The appellants' assignment of error is that the court erred in dismissing the writ of garnishment without a hearing on the merits.
[1] With great unanimity the cases hold that an insurance company which has paid a judgment against its insured to the extent of its liability under the policy of insurance, may be held liable for damages to its insured for a failure to adjust or compromise the claim within the limits of liability, if that failure is attributable to negligence or bad faith (Evans v. Continental Cas. Co. (1952), 40 Wn. (2d) 614, 245 P. (2d) 470); and with substantial unanimity they hold that such an action against the insurance company will lie regardless of whether or not the insured has paid or can pay the portion of the judgment which is in excess of the limits of liability in the insurance policy. Comunale v. Traders & General Ins. Co. (1958), 50 Cal. (2d) 654, 328 P. (2d) 198; Brown v. Guarantee Ins. Co. (1957), 155 Cal. App. (2d) 679, 319 P. (2d) 69, 66 A.L.R. (2d) 1202; Wessing v. American Indemnity Co. (1955 D.C. Mo.), 127 F. Supp. 775.
[2] It does not follow, however, that the judgment creditor may complain of the negligence or the bad faith of the insurance company toward its insured. Whether the judgment creditor has proceeded directly against the insurance company, or, as in this case, via a writ of garnishment, it has been held (with exceptions based on specific policy provisions[2]) that the judgment creditor is not entitled *912 to try out the issue of the liability of the insurance company to its insured. Chittick v. State Farm Mut. Automobile Ins. Co. (1958), 170 F. Supp. 276; Paul v. Kirkendall (1957), 6 Utah (2d) 256, 311 P. (2d) 376; Wessing v. American Indemnity Co., supra; Francis v. Newton (1947), 75 Ga. App. 341, 43 S.E. (2d) 282; Duncan v. Lumbermen's Mut. & Cas. Co. (1941), 91 N.H. 349, 23 A. (2d) 325.
The cases assign different reasons for the result attained, but, basically, it is that the insured's right of recovery against the insurance company sounds in tort, and is bottomed on negligence or bad faith. Evans v. Continental Cas. Co., supra. For the company's conduct to be legally wrongful, it must contravene some duty which the law attaches to the relationship between the parties. Liability for negligence is imposed only for injuries resulting from the particular hazard against which the duty of due care required protection to be given. The duty of an insurance company to protect its insured in the settlement of claims cannot consistently be extended to include protection to one who is prosecuting a claim against the insured. Duncan v. Lumbermen's Mut. & Cas. Co., supra. Likewise, the duty of the insurance company to use good faith in the handling of a claim against the insured springs from a fiduciary relationship that is entirely lacking between the person injured and the insurance company. Francis v. Newton, supra.

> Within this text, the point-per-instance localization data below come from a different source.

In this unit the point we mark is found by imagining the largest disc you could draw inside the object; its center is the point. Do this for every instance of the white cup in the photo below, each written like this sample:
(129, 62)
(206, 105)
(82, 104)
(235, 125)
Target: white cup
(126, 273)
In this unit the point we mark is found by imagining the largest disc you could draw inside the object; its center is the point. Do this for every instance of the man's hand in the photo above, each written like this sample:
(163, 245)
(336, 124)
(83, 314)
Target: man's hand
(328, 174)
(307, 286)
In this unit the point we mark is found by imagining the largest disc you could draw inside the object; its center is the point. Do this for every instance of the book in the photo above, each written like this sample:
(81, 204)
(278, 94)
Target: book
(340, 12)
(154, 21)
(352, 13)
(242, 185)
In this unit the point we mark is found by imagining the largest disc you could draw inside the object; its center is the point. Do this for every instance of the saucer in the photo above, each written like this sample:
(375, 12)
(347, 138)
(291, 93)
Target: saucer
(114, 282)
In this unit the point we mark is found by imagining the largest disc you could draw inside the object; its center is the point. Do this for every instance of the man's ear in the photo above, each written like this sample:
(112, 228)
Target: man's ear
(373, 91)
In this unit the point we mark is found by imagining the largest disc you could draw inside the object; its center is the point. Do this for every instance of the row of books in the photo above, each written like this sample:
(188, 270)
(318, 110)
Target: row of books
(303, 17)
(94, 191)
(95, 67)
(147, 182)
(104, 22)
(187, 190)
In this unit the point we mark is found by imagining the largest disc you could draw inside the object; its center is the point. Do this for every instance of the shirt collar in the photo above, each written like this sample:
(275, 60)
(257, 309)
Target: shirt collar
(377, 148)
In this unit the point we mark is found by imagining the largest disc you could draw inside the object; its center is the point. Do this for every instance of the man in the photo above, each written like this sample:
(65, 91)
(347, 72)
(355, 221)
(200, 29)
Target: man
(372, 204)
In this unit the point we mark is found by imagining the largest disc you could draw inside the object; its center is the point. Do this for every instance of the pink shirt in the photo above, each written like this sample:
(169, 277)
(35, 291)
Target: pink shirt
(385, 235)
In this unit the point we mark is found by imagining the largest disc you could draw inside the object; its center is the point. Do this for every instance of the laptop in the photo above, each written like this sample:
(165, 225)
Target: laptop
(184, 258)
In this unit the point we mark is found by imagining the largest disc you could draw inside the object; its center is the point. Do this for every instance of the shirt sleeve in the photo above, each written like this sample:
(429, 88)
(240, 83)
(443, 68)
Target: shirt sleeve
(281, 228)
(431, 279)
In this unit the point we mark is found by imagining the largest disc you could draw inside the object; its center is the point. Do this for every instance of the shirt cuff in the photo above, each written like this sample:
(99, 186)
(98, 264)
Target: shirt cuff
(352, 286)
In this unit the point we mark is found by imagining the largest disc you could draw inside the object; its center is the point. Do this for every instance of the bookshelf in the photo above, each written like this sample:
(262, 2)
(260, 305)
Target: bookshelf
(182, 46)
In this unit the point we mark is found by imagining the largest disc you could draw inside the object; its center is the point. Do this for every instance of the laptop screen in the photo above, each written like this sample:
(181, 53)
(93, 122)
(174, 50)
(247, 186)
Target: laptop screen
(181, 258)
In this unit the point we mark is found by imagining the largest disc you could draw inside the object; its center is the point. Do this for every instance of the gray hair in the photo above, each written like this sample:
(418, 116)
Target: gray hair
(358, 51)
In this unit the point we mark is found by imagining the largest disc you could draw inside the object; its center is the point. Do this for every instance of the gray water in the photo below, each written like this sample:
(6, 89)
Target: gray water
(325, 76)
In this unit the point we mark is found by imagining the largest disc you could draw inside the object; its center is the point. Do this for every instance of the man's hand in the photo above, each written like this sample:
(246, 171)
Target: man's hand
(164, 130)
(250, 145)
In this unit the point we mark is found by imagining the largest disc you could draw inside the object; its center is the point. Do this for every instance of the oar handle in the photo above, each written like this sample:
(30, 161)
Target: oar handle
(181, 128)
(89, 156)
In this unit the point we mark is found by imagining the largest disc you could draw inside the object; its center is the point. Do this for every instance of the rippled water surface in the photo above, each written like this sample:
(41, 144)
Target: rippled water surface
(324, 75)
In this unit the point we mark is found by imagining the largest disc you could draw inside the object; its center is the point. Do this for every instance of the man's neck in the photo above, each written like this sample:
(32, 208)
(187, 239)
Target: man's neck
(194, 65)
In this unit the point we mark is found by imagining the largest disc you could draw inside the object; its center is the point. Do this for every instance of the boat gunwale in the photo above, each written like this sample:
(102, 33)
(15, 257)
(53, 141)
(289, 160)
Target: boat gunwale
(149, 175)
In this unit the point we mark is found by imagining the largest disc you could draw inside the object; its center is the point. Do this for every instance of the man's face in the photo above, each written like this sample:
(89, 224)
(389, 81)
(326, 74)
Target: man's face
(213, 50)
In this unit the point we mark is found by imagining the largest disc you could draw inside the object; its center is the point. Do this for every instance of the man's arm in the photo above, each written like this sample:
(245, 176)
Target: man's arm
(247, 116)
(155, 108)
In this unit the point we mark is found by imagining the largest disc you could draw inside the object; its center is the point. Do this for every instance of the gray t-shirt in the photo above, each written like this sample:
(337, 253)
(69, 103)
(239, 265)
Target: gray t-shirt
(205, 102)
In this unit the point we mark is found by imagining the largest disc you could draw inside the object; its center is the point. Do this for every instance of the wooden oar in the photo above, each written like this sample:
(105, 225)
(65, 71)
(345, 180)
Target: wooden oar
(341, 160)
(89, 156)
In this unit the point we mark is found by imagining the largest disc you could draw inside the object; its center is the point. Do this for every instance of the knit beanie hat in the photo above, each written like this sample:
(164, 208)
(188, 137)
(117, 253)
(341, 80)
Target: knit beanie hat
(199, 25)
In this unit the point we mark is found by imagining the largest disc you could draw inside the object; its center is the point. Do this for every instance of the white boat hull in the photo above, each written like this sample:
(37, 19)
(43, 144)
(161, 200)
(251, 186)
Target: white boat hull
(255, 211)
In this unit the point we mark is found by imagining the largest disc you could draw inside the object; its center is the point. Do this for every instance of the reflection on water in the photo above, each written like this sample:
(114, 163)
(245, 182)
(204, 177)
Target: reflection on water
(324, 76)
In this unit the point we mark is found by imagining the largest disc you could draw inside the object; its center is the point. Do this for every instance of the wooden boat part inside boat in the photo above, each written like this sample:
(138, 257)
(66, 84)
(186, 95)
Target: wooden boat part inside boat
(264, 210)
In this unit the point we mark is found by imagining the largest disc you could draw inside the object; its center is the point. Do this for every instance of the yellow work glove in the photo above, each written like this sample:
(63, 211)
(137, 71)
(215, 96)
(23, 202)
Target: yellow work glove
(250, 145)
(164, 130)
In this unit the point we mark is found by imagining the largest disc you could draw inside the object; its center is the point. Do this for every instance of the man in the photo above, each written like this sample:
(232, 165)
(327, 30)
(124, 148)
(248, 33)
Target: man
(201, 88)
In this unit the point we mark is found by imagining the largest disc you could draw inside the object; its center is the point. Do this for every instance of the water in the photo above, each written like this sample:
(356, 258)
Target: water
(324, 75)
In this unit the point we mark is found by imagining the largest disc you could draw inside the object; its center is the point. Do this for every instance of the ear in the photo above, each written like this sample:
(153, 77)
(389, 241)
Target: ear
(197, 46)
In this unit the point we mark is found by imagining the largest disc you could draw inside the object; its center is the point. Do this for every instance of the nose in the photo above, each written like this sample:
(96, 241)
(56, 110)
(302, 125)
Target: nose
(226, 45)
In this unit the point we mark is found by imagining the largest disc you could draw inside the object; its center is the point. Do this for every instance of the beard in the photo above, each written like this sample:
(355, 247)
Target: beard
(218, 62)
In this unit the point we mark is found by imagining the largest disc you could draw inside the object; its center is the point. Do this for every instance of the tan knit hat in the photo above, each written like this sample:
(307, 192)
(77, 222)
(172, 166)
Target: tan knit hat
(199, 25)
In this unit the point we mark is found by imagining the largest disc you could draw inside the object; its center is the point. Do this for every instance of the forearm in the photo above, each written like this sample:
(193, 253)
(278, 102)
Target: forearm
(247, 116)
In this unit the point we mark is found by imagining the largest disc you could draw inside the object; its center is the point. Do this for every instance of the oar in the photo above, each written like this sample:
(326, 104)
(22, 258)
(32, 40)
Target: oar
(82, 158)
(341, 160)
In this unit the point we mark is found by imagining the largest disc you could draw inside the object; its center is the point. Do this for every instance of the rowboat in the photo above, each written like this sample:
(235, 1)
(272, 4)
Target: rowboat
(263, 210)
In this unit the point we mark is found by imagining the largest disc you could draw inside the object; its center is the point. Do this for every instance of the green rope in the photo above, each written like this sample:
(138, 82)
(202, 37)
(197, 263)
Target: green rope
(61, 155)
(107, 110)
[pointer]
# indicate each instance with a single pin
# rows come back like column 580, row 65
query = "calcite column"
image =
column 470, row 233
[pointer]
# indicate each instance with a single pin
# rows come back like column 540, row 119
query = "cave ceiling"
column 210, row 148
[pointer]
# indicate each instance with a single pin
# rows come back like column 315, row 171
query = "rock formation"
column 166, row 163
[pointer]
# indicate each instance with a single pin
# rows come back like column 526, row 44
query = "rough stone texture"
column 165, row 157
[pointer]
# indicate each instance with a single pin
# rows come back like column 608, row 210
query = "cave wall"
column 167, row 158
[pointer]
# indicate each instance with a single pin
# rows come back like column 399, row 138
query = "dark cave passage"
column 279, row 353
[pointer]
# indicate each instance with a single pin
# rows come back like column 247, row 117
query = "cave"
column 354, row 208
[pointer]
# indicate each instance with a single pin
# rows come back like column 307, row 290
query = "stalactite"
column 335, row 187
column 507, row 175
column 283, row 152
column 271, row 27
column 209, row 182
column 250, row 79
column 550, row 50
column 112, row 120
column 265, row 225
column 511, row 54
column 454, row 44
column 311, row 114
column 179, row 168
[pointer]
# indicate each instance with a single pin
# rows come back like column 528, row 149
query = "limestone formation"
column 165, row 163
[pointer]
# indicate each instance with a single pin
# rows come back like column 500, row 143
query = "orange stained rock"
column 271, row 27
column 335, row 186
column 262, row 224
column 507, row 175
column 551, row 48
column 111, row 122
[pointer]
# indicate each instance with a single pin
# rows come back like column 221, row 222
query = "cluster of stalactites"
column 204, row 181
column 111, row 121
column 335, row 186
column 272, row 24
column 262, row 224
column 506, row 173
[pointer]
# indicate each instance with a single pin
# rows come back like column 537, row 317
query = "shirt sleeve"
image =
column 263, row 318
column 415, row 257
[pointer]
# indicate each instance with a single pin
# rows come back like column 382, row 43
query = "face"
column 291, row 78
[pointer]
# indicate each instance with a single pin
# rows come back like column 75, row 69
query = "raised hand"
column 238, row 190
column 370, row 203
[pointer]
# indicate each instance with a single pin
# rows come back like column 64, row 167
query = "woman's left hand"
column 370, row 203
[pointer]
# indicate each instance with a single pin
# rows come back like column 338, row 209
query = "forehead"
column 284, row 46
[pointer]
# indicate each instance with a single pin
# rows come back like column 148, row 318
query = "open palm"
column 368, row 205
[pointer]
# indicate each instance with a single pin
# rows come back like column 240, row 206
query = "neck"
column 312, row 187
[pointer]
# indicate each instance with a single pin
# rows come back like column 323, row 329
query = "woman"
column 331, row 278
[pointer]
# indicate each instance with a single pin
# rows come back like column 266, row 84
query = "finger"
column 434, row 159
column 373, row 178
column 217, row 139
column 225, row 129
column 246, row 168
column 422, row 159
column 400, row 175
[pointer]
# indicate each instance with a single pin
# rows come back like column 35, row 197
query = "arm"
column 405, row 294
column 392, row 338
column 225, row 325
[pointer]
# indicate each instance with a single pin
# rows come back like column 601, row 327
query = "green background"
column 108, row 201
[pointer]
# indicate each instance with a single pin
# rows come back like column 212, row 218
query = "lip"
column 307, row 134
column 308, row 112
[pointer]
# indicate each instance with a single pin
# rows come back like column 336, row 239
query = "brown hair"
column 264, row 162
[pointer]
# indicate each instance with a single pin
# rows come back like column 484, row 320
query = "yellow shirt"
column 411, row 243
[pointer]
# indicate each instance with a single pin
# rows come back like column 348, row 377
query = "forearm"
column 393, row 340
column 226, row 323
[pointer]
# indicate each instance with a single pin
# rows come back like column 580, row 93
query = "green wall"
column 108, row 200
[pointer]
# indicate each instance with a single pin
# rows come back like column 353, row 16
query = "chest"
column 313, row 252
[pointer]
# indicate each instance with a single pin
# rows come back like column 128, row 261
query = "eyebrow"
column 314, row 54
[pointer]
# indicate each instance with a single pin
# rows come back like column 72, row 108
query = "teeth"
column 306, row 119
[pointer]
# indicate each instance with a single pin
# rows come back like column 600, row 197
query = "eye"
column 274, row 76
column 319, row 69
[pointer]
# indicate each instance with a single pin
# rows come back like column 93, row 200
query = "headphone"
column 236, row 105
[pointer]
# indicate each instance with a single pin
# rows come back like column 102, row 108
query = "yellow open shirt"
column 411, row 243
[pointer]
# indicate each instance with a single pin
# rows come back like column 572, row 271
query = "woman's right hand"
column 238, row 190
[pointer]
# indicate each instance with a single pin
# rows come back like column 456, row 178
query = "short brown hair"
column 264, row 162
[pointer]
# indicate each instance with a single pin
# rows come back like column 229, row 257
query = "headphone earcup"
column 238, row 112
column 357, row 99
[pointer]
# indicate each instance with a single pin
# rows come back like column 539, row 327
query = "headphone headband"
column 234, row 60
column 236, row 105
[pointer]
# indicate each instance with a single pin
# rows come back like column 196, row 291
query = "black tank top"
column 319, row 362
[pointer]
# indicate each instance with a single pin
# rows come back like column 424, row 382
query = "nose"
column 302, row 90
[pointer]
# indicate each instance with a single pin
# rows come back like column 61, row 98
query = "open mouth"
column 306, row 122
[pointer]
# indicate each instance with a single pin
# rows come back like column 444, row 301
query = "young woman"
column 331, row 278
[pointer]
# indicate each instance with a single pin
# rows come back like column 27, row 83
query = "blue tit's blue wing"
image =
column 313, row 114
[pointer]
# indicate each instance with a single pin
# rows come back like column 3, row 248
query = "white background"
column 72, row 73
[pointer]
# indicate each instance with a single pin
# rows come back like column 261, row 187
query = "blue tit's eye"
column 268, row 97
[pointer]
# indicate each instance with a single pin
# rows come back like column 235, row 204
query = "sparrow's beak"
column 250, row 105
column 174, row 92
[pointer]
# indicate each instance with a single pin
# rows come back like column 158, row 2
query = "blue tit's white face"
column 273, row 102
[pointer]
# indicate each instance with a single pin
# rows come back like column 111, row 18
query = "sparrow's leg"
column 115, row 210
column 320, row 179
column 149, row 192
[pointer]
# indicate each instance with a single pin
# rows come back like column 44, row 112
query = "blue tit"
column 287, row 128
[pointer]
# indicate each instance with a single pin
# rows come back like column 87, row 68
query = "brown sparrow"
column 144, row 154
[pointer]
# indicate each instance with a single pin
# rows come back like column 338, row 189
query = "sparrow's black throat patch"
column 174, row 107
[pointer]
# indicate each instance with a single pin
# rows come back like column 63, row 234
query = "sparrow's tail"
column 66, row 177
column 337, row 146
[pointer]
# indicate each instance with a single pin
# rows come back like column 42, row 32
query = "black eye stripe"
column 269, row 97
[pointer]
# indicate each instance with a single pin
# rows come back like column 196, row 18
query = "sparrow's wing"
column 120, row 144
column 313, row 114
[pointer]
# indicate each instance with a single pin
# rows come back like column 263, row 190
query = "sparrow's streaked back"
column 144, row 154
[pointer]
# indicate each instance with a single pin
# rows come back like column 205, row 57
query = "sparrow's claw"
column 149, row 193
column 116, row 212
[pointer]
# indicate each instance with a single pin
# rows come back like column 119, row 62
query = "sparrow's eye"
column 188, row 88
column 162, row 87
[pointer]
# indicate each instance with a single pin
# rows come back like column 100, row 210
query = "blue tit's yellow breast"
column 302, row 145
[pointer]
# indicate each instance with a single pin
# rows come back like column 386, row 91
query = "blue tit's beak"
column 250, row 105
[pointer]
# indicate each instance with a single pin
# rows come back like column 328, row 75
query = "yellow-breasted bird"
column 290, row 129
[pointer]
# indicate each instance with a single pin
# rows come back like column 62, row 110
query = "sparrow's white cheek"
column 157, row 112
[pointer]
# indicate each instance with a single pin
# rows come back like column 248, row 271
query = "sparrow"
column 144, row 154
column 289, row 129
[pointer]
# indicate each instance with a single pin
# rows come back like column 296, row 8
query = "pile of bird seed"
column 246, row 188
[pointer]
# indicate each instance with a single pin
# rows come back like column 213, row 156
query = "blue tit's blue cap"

[3] All of the injured party's rights, as a third party beneficiary or express rights given by the policy to claimants, have been protected in cases where a judgment creditor attempts to hold the insurance company for excess liability. He has received what he was entitled to receive as a beneficiary of the contract, i.e., the full measure of protection afforded by the policy within the designated limits; and has, in addition thereto, received a substantial judgment *913 in excess of the limits of the insurance policy which he would not have had but for the negligence or bad faith of the insurer in refusing to settle. As pointed out in Wessing v. American Indemnity Co., supra,
"... her complaint shows that had her offer to settle been accepted she would have gotten $15,000, but, because it was rejected, her cause went to trial and she obtained a $47,500 judgment, $15,000 of which has been paid. Thus, she did not lose, but stands to benefit, by the failure of the defendant to accept her offer of settlement." (p. 782)
As Professor Robert S. Keeton, in his comprehensive article published in 1954 (67 Harv. L. Rev. 1136) says (pp. 1175, 1176),
"... the courts have declined, as to the cause of action in excess of policy limits, to permit direct recovery by claimant against company. The excess liability of company arises out of the relationship between insured and company. Claimant is a stranger to that relationship. Not only is company without any duty to claimant to accept claimant's reasonable settlement offer, but also, if there is a sizable disparity between the settlement offer and the amount of the judgment obtained in the trial which follows refusal of the offer, claimant is benefited rather than harmed by company's refusal to settle. It would therefore be anomalous to permit claimant to recover directly against company in his own right...."
(Professor Keeton calls attention to the exception to this statement in those cases where there is a policy provision similar to those discussed in note.[2])
There is no suggestion of a policy provision in this case which would give the injured party a cause of action for the breach of the insurer's obligation to its insured. The appellants in their reply brief concede that
"The issue is therefore narrowed to the single question of whether an injured third party judgment creditor may bring an action directly against the insurance company in the original action by means of a writ of garnishment on a claim for extension of insurance limits."
The Utah Supreme Court in the case of Paul v. Kirkendall, supra, under almost identical circumstances to those in the present case, said that assuming that the facts *914 alleged would support a judgment by the insured against the insurance company for its failure to settle within the policy limits
"... that chose in action must be processed by defendant's [insured's] instituting an action in court against the garnishee where all rights and issues may be determined and cannot be litigated in the garnishment proceeding." (p. 262)
Appellants' suggestion that Mossman is now before the court in the garnishment proceeding, because he did not controvert the answer of the garnishee, serves only to accentuate the difficulty of the appellants' position. If Mossman was in accord with the answer of the garnishee, he was under no obligation to controvert it. The appellants are trying to enforce a chose-in-action for Mossman, which Mossman does not believe exists or is unwilling to enforce.
The trial court's order dismissing the writ of garnishment is affirmed.
WEAVER, C.J., MALLERY, FOSTER, and HUNTER, JJ., concur.
December 12, 1960. Petition for rehearing denied.
NOTES
[1] Reported in 355 P. (2d) 985.
[2] Some policies have contained a provision that claimant, after writ of execution against the insured is returned unsatisfied, may recover against the insurance company to the same extent as could the insured if he had paid the judgment. Such provision has been construed as applying to the recovery to which insured would have been entitled under the doctrine of excess liability. Kleinschmit v. Farmers Mut. Hail Ins. Ass'n (8th Cir.1939), 101 F. (2d) 987; Auto Mut. Indemnity Co. v. Shaw (1938), 134 Fla. 815, 184 So. 852. See note, 67 Harv. L. Rev. 1136 at page 1175, and annotation in 40 A.L.R. (2d) 168 at page 195, § 9.